Dave Leech

Personal information
- Full name: David Dower Leech
- Born: 9 March 1927 Christchurch, New Zealand
- Died: 21 October 2017 (aged 90) Christchurch, New Zealand
- Spouse: Pat Hastie ​(m. 1955)​
- Children: 3

Sport
- Country: New Zealand
- Sport: Track and field

Achievements and titles
- National finals: Hammer throw champion (1952, 1962, 1964, 1965)

= Dave Leech =

New Zealand hammer thrower

David Dower Leech (9 March 1927 – 21 October 2017) was a New Zealand hammer thrower and athletics official. He represented his country at the 1962 British Empire and Commonwealth Games. In 1997, he won a World Masters hammer throw title in the M70 category.

==Early life and family==
Leech was born in Christchurch on 9 March 1927. He was educated at St Bede's College, and then studied at Canterbury College and Christchurch Teachers' College, becoming a primary school teacher. He married Patricia Elizabeth Hastie in 1955, and the couple went on to have three children.

==Athletics==

===National competition===
Leech won his first national hammer throw championship in 1952, with a distance of 142 ft 8 in. It was another 10 years before he won a second national, with a best throw of 169 ft 1/2 in in 1962. He went on to win the national title on four occasions in all, with successive victories in 1964 and 1965. His best winning throw was 177 ft 6 in in 1964, when he became the first New Zealander to achieve a distance of over 54 metres.
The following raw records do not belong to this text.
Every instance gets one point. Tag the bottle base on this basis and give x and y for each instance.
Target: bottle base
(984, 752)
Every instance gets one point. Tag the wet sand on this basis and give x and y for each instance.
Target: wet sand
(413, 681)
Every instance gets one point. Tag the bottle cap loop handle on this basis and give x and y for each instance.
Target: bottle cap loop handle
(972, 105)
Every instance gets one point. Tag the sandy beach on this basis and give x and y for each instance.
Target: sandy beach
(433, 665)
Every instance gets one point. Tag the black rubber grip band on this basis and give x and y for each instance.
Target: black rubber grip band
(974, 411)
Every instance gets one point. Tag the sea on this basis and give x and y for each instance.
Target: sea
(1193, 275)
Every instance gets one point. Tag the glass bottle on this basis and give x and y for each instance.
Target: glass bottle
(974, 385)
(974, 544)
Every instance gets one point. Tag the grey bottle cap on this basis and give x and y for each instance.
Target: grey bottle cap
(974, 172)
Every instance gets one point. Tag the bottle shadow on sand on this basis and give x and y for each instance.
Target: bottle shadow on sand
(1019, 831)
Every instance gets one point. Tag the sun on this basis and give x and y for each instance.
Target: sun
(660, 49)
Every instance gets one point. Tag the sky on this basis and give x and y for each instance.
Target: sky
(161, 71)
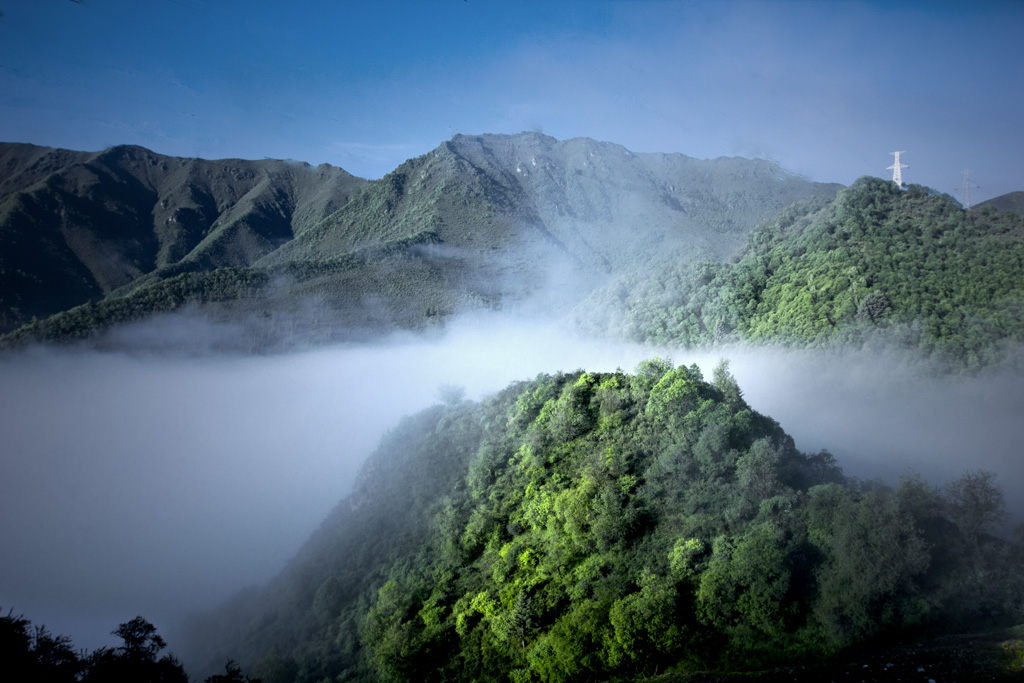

Leech held the New Zealand residents' record for the hammer throw from 1962 to 1967.

===International competition===
At the 1962 British Empire and Commonwealth Games in Perth, Leech represented New Zealand in the hammer throw. He finished in seventh place with a best throw of 166 ft 5+1/2 in.

===Masters athletics===
Leech went on to be active in Masters athletics. Between 1976 and 2014, he won 20 age-group titles in the hammer throw at New Zealand Masters championships, and he won a world Masters hammer throw bronze medal in the M70 category at the 1997 World Veterans Athletics Championships.

===Management===
At the 1974 British Commonwealth Games in Christchurch, Carr was a New Zealand's athletics section assistant manager, and two years later he was the athletics section manager for the New Zealand team at the 1976 Summer Olympics in Montreal. He received a merit award from Athletics New Zealand in 1988, and was awarded life membership of Athletics Canterbury in 1988. In 1990, Leech was awarded the New Zealand 1990 Commemoration Medal.

==Working life==
After a period as a teacher, Leech spent the rest of his working life, from 1958 to 1992, with the New Zealand Probation Service, first as a probation officer and later as a probation manager.

==Death==
Leech died in Christchurch on 21 October 2017. His wife, Pat, died in 2021.